Advent at Grakn Labs: Predictive Analytics

#GraknLovesTech: 15th December 2016

Filipe Pinto Teixeira
Vaticle
6 min readDec 15, 2016

--

Source: Photo taken by Outreachhr.com under CC02

Here at Grakn Labs we love technology. So much so that, this month, we’ve decided to share our favourite technology moments from 2016. Each weekday during December, we will open a window on our virtual advent calendar, and peek inside to recall some of the greatest innovation or news that the past year has brought us.

Please recommend and share with hashtag #GraknLovesTech if you enjoy our posts. And if you have any favourite links you’d like us share, just leave us a comment or tweet us @graknlabs!

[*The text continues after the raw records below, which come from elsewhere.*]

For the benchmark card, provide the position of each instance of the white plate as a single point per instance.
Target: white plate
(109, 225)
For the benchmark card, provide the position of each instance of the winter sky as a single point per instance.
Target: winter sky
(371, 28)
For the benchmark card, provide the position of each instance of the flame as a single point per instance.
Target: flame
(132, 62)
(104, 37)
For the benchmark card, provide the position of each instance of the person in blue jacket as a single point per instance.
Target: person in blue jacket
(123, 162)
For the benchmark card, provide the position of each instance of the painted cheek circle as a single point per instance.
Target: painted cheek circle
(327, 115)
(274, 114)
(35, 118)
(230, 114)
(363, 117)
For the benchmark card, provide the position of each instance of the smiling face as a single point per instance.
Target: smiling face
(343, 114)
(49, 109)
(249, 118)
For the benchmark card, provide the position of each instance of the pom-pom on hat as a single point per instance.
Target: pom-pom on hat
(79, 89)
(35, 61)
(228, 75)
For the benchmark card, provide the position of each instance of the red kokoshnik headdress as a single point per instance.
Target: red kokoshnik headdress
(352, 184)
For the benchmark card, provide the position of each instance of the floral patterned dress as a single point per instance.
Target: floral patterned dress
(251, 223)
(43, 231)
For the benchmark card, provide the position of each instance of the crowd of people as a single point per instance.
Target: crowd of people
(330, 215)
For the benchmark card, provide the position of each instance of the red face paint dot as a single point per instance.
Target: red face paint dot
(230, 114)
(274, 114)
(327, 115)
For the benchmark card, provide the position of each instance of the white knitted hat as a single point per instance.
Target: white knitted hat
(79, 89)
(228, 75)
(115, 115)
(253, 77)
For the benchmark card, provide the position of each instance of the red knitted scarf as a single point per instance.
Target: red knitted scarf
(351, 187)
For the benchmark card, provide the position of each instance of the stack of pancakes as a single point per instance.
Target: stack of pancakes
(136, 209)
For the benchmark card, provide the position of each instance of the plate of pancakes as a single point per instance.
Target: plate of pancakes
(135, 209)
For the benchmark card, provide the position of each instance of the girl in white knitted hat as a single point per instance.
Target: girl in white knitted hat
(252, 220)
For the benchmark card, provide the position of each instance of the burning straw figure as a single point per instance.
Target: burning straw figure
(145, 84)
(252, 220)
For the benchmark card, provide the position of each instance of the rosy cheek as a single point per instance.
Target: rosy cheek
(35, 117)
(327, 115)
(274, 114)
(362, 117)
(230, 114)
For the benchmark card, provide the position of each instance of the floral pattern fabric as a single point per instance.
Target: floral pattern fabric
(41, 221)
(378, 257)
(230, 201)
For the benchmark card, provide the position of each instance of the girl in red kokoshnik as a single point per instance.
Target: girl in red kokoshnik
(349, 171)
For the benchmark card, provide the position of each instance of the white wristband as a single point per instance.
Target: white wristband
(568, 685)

So now it’s my turn to peak into our virtual advent calendar and today’s techie topic is . . . Predictive Analytics. Great, analytics is quite a large field so today lets focus on common goal of the field which is making predictions based on past observations.

Can I predict the future ?

Predictive analytics is an umbrella term used to describe the process of applying various computational techniques with the objective of making some predictions about the future based on past data. This encompasses a variety of techniques including data mining, modelling, pattern recognition, and even graph analytics.

Does this mean we can predict future lottery numbers based on past lottery numbers? Sadly no, but, if anyone wants to prove me wrong, I will require at least 3 successful live demonstrations before I am convinced.

I am not going to get into too many details in this article as the field is quite large and I am far from an expert. I am just going to touch on the general process used when trying to make predictions using historical data. Then I am going to poke my head into some cool tech within this field.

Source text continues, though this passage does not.